Am Anfang des Buches steht der Text des alten Volksliedes "Es waren zwei Königskinder, die hatten einander so lieb. Sie konnten zusammen nicht kommen, das Wasser war viel zu tief".

Dieser Text ist exemplarisch für die Geschichte, weil er genau das widergibt, was im Buch auch passiert. Die beiden Liebenden kommen immer wieder zusammen, aber gehen durch die Bindungsängste von Käthi auch immer auseinnander, ja verlieren sich teilweise aus den Augen. Als sie endlich für immer zueinnander finden, schlägt das Schicksal hart zu ...

Zusammenfassung

1. Die Tote im Haus der Liebe

Kommisar Weber wird abends Zuhause vom Kollegen orientiert, dass er einen Telefonanruf erhalten habe, in welchem ein Mann mit verzweifelter Stimme erklärte, er habe seine Frau umgebracht. Da das Wetter an diesem Novemberabend sehr schlecht ist und er das Fernsehquiz "Wer wir Millionär" mit seiner Frau anschaute, ist der Kommissar nicht zufrieden und entsprechend brummig. Bei der vom Kollegen angegebenen Adresse trifft er diesen. Zusammen gehen sie zur Villa, die praktisch unbeleuchtet ist - nur an einem Fenster im ersten Stock ist ein schummeriges Licht zu sehen - und gehen hinein. Trotz rufen meldet sich niemand. Im ersten Stock hört einer Beiden ein Wimmern und Schluchzen. Sie gehen hinein und entdecken im im spärlich beleuchteten Raum eine am Boden liegende, nackte und regungslose Frau. Über ihr lag ein ebenfalls nackter, hemmungslos weinender Mann, der die Frau umklammerte und immer wieder stammelte: "Ich habe meine Frau umgebracht ... umgebracht ..." Die Kommissare sehen, dass die Frau einen zugezogenen dünnen Schal um den Hals hat. Da sie sehen, dass der Mann völlig ausser sich ist, lassen sie neben der Spurensuche auch einen Arzt kommen. Der entdeckt, dass es sich bei dem Mann um den berühmten erotischen Schriftsteller Wüthrich handelt.
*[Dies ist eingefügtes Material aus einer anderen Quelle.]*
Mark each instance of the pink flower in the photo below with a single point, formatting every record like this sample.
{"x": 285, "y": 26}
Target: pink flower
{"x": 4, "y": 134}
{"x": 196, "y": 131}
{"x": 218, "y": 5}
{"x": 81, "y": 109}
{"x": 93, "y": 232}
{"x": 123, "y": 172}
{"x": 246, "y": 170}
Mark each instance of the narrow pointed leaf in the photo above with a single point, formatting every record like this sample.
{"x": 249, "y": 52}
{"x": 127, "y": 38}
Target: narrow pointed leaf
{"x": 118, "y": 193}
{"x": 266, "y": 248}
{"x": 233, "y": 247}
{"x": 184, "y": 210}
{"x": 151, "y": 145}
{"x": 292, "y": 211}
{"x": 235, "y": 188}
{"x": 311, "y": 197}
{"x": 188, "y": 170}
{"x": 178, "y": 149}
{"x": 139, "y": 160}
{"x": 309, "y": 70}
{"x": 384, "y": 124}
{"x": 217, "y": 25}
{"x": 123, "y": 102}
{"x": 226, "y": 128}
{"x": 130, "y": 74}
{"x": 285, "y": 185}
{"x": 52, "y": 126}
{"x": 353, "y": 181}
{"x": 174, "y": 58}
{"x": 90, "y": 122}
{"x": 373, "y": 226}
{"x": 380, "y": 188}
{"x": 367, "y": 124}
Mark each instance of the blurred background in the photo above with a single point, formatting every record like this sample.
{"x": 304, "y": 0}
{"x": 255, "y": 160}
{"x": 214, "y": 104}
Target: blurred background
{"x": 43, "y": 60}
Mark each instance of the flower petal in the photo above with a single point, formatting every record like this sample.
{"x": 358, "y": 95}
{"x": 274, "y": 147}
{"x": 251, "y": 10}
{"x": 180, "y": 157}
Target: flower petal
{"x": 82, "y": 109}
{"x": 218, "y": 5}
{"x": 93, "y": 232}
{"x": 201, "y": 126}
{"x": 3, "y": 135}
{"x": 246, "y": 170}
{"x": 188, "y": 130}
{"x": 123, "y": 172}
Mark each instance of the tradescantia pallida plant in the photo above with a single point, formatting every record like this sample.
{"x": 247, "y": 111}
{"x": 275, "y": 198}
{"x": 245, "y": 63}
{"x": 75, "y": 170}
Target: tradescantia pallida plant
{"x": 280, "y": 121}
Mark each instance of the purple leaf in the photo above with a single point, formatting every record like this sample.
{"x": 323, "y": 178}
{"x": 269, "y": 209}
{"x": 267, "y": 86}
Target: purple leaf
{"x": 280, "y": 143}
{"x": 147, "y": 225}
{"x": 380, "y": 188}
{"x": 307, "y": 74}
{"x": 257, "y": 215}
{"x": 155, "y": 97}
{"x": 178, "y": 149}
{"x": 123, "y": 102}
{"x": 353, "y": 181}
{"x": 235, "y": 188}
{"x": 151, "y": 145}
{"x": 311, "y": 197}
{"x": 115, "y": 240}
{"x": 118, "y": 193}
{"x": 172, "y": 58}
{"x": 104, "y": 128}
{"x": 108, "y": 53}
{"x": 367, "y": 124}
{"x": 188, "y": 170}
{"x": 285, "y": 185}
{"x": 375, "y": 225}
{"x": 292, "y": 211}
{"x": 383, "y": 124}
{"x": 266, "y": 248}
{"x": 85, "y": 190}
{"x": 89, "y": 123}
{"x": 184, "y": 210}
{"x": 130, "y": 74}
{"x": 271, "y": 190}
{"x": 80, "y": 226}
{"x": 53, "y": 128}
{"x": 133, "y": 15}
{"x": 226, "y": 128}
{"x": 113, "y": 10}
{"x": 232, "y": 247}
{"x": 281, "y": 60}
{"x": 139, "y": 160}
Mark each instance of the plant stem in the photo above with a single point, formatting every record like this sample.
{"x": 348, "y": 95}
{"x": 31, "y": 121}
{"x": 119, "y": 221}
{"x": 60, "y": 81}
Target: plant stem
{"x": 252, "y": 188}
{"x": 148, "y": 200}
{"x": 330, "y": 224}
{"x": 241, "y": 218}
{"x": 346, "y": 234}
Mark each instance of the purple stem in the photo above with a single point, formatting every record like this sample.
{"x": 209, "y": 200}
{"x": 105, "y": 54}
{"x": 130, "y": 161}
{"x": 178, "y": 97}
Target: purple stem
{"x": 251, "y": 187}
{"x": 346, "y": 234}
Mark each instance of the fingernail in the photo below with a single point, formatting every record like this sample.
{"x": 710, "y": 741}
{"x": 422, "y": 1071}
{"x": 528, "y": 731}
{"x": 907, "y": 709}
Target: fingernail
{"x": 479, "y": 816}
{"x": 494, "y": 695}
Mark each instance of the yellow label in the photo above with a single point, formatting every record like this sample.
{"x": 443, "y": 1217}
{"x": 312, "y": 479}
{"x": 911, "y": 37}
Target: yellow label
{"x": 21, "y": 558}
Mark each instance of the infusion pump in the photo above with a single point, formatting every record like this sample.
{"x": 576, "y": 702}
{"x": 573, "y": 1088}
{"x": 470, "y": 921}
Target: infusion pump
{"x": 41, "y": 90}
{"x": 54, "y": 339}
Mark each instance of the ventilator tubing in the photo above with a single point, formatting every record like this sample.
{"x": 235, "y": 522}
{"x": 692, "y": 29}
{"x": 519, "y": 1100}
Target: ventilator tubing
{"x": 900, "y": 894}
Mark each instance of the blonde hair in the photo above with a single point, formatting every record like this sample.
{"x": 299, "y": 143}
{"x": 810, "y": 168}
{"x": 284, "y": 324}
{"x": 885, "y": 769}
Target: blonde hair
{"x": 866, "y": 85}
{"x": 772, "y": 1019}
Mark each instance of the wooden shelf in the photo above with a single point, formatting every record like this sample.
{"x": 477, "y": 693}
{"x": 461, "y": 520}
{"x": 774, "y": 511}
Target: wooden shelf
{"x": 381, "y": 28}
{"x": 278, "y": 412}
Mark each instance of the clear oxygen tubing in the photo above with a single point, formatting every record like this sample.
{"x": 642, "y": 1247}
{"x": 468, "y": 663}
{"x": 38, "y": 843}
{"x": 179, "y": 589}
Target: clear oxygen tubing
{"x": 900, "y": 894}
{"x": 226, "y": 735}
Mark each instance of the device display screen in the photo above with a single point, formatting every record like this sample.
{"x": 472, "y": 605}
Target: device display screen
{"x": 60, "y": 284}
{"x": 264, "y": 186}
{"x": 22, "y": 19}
Da er vermutet, dass der Mann einen Schock hat, weist er ihn in eine Klinik ein. Am Morgen besucht Kommissar Weber ihn dort und versucht die Hintergründe dieser Tat herauszufinden. Da der Schriftsteller sagt, dass es sich um eine lange Geschichte handle, fordert ihn der Kommissar auf, diese für ihn niederzuschreiben. In der Ich-Form macht er das auch.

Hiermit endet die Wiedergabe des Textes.